JAMES DOCHARTY, A.R.S.A.
Born, 1829 (?) ; died, April 1878.

Docharty was born in the calico-printing district of the Vale of Leven, at Bonhill, near Dumbarton, where his father was employed in one of the numerous works for which that locality divides its fame with football-playing. He served his apprenticeship as a patterndesigner, which profession he pursued in Glasgow till about 1861, when he took seriously to the profession of a landscape-painter, for which he always had a strong predilection. His first studies of any consequence were made at the village of Ardenadarn, a watering-place on the Holy Loch on the Clyde, after which the establishment of the Glasgow Institute of the Fine Arts afforded him an opportunity of putting his works before the public. The quality of his landscapes, in which the character of Scottish landscape was simply and truthfully delineated, rapidly brought him into notice, and led to his election as an Associate of the Scottish Academy in 1877. He was a regular exhibitor at the local exhibitions, the Scottish Academy, and during the last few years of his life, at the Royal Academy, where his works were favourably noticed. In the spring of 1866, on account of his health beginning to fail, he left for a trip to Egypt, in the course of which he made some sketches of Nile scenery which he never wrought out; and afterwards spent some months at the Isle of Wight, in spite of which the pulmonary complaint from which he had been suffering terminated fatally in Glasgow in 1878.

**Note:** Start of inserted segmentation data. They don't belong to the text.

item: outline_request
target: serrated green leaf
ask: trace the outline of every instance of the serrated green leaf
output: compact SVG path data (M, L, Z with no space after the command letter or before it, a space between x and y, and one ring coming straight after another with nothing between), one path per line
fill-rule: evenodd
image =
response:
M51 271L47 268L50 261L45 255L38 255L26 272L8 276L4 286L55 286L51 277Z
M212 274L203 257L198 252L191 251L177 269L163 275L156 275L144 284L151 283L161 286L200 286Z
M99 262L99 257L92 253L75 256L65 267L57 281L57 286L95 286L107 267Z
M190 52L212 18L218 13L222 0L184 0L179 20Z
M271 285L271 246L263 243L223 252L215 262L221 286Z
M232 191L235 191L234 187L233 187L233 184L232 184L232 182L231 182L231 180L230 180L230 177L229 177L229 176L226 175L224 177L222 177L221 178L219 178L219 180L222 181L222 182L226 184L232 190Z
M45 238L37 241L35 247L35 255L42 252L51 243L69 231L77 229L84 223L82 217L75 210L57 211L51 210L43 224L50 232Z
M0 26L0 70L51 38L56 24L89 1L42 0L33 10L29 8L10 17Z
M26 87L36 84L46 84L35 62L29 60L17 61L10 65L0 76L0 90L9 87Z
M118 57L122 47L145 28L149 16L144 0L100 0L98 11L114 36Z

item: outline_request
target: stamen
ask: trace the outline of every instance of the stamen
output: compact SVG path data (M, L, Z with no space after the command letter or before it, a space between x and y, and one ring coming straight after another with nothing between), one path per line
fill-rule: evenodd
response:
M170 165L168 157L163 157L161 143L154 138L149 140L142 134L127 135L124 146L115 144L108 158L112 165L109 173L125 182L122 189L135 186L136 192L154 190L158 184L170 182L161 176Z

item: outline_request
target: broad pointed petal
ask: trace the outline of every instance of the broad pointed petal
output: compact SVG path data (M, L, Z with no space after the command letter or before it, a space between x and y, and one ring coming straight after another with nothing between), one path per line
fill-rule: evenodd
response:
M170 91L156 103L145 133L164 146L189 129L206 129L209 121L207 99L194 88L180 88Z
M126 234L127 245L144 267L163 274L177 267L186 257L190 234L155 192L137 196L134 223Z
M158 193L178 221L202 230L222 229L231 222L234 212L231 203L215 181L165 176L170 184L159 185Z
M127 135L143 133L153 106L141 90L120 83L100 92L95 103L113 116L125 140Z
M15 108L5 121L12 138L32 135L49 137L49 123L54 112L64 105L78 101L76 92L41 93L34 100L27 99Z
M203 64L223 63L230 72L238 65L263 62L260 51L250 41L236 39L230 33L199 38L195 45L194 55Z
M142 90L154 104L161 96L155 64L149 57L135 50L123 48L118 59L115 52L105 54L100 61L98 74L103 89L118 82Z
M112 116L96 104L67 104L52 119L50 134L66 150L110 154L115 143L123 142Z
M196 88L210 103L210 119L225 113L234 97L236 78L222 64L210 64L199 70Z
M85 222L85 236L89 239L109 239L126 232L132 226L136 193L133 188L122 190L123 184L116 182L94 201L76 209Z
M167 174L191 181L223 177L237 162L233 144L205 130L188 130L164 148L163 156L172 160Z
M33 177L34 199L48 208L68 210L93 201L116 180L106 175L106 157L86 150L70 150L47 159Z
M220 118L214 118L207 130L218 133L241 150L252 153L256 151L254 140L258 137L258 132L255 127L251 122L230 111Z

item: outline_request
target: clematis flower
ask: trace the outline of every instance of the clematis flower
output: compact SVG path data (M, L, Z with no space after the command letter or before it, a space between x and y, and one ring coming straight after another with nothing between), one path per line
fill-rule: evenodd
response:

While his works rose far above mediocrity, they never aspired to or touched the sublimer aspects of nature. The scenery in the neighbourhood of his native place gave a tone to all his works, and he wisely confined himself to the delineation of a similar class of subject. The hills and lochs of Perthshire afforded him abundance of inexhaustible material, and this he utilised in a direct and simple manner, sometimes approaching, but seldom or never passing, the verge of poetical expression. Among his most successful works were—the Haunt of the Red Deer, the Head of Loch Lomond at Ardlui, the Trosachs, and the Falls of the Dochart at Killin. He was an earnest student of nature and an industrious worker, his efforts being further spurred on by the fact that his children were mostly mutes. His careful habits enabled him, with the addition of a fund realised by the sale of his remaining works and sketches after death, to provide for the future of his family.